France : des pics de chaleur à 50°C à la fin du siècle ?

France : des pics de chaleur à 50°C à la fin du siècle ?
La terre craquelée d'un champ desséché en Corse le 27 juin 2017.

Orange avec AFP, publié le vendredi 21 juillet 2017 à 19h56

Selon une étude menée par des chercheurs français et relayée par Le Monde vendredi 21 juillet, la France pourrait connaître des pics de chaleur à 50°C d'ici la fin du siècle. L'étude, initialement publiée mercredi dans la revue "Environmental Research Letters", indique que les températures estivales de cette fin de siècle pourraient dépasser de 6 à 12 degrés les pics de chaleur qu'a connus l'Hexagone en 2003 ou cet été 2017.





Les climatologues ont déjà plusieurs fois indiqué que les vagues de chaleur qui ont touché la France et l'Europe ces dernières années, pourraient se normaliser. Pour cette nouvelle étude, ces sept chercheurs issus de différents organismes scientifiques spécialisés dans le climat se sont appuyés sur les pics de chaleurs relevés entre 1950 et 2005. Ils ont établi leur calcul en ne retenant que l'hypothèse la plus pessimiste du groupe d'experts intergouvernemental sur l'évolution du climat, le GIEC qui prévoit que les émissions humaines de gaz à effet de serre continuent de progresser au rythme actuel. "Ils ont alors fait tourner un modèle de climat régional développé par Météo France. Celui-ci, baptisé Aladin, produit des simulations de l'évolution du climat avec une très haute résolution spatiale", détaille Le Monde.

UNE FOURNAISE : LE SCÉNARIO DU PIRE

Les résultats indiquent que dans le pire des scénarios, la France sera à la fin du siècle une véritable fournaise, durant les mois d'été en tout cas.
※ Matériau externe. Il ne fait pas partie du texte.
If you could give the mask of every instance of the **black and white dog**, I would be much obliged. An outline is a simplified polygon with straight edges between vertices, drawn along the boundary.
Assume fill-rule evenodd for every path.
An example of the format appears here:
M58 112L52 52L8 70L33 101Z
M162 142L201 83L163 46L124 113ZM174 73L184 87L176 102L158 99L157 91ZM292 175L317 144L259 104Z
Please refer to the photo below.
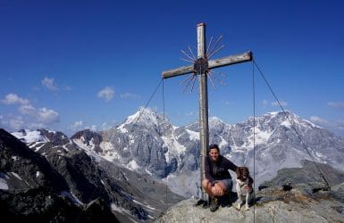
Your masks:
M237 173L237 193L238 193L238 210L241 209L243 204L242 196L245 196L245 210L248 211L248 203L255 199L255 191L253 189L253 178L249 176L248 168L238 167Z

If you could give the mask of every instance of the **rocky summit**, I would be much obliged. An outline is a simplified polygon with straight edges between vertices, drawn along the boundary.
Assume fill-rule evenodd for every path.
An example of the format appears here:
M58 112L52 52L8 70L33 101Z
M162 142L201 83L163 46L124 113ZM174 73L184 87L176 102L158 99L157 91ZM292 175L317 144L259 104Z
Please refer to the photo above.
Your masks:
M215 212L195 206L197 200L184 200L170 208L155 222L344 222L344 184L323 190L316 184L272 186L256 194L256 203L248 211L231 205ZM235 194L234 194L235 195Z

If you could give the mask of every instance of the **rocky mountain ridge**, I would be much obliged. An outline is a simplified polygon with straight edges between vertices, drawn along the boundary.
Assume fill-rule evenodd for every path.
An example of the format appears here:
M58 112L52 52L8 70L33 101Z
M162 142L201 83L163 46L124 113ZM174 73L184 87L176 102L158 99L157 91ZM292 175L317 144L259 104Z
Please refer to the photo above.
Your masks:
M162 114L140 109L110 130L81 132L94 136L80 137L77 133L71 138L90 153L163 179L183 196L199 194L197 122L175 127ZM222 154L254 172L256 187L281 169L301 167L303 160L344 170L344 139L288 112L270 112L256 117L255 122L250 118L235 125L212 117L209 138L220 145Z
M9 218L94 222L104 217L109 222L149 222L180 200L149 176L95 161L63 135L49 138L48 131L39 132L48 140L29 142L29 148L0 129L0 203ZM164 202L167 195L170 203Z

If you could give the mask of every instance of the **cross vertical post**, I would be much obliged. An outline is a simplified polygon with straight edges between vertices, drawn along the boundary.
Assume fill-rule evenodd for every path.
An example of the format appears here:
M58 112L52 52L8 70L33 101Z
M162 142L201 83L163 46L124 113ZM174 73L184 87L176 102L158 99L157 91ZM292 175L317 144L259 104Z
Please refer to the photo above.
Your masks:
M211 69L223 67L227 65L252 61L252 53L226 56L220 59L208 61L206 47L206 24L197 24L197 59L193 65L176 68L163 71L163 78L169 78L188 73L198 75L199 89L199 141L200 141L200 177L202 181L205 178L205 161L206 150L209 145L209 127L208 127L208 92L207 92L207 75ZM206 201L206 193L202 188L203 201Z
M206 59L206 24L199 23L197 25L197 61L205 61ZM209 128L208 128L208 87L207 87L207 62L206 65L201 64L199 70L197 70L198 76L199 89L199 141L201 145L200 151L200 177L201 187L205 178L205 158L206 156L206 148L209 145ZM203 66L202 66L203 65ZM198 73L199 72L199 73ZM202 188L202 200L206 200L206 191Z

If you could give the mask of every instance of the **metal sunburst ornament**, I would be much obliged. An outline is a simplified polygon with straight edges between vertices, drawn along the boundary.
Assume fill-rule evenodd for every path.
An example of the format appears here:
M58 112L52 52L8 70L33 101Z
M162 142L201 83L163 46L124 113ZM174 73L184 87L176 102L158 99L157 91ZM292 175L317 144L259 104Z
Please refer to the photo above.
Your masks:
M190 86L190 92L193 91L195 82L197 79L197 75L201 74L202 72L205 72L206 76L208 77L210 82L212 83L214 88L216 89L216 86L214 81L219 82L220 85L225 86L226 84L222 80L221 78L219 78L217 75L221 76L222 78L225 78L224 73L221 72L214 72L214 70L210 70L208 68L208 60L211 59L214 54L216 54L218 52L220 52L222 49L224 48L224 45L222 45L219 46L219 44L222 38L222 36L220 36L217 40L213 45L214 37L211 37L210 41L208 43L208 47L206 51L206 58L197 58L192 51L192 48L190 46L188 46L189 53L187 53L184 50L180 50L180 52L186 56L186 58L181 58L181 61L190 62L194 64L194 71L190 73L185 79L180 81L180 84L185 84L185 88L183 92L185 92L188 87Z

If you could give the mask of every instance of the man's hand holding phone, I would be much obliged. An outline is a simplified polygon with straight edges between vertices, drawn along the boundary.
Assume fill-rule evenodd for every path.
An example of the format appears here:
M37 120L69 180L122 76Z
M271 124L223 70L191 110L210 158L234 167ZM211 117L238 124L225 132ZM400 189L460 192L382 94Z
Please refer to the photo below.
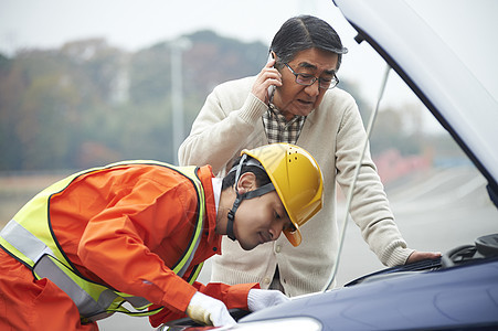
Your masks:
M272 52L268 56L268 61L263 70L256 77L256 82L253 85L252 93L265 104L269 104L277 86L282 86L282 75L274 67L275 53Z

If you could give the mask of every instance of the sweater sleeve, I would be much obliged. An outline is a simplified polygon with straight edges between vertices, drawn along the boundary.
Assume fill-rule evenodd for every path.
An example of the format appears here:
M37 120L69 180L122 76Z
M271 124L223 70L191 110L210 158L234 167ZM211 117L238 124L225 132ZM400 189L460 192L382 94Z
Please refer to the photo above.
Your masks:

Les températures augmenteront de 6,6° en Bretagne, 9,6° dans le sud-ouest et jusqu'à 12,9° dans l'est ! Des records qui pulvérisent ceux établis depuis le début des mesures de températures. Avec des pics historiques de température à 43° enregistrés lors de la canicule de 2003, on dépasse sans difficulté les 50° selon la modélisation mise au point par les scientifiques.

Interrogé par Le Monde, l'un d'eux reconnaît qu'il s'agit là "du scénario du pire". "Tout dépendra des décisions politiques et économiques qui seront prises dans les années qui viennent. Si l'Accord de Paris (qui prévoit de limiter à 2 °C, et si possible 1,5 °C, le réchauffement par rapport à la période préindustrielle) est mis en œuvre, nous nous écarterons du scénario du pire", indique au Monde Samuel Somot, responsable de l'équipe de modélisation régionale du climat au Centre national de recherches météorologiques.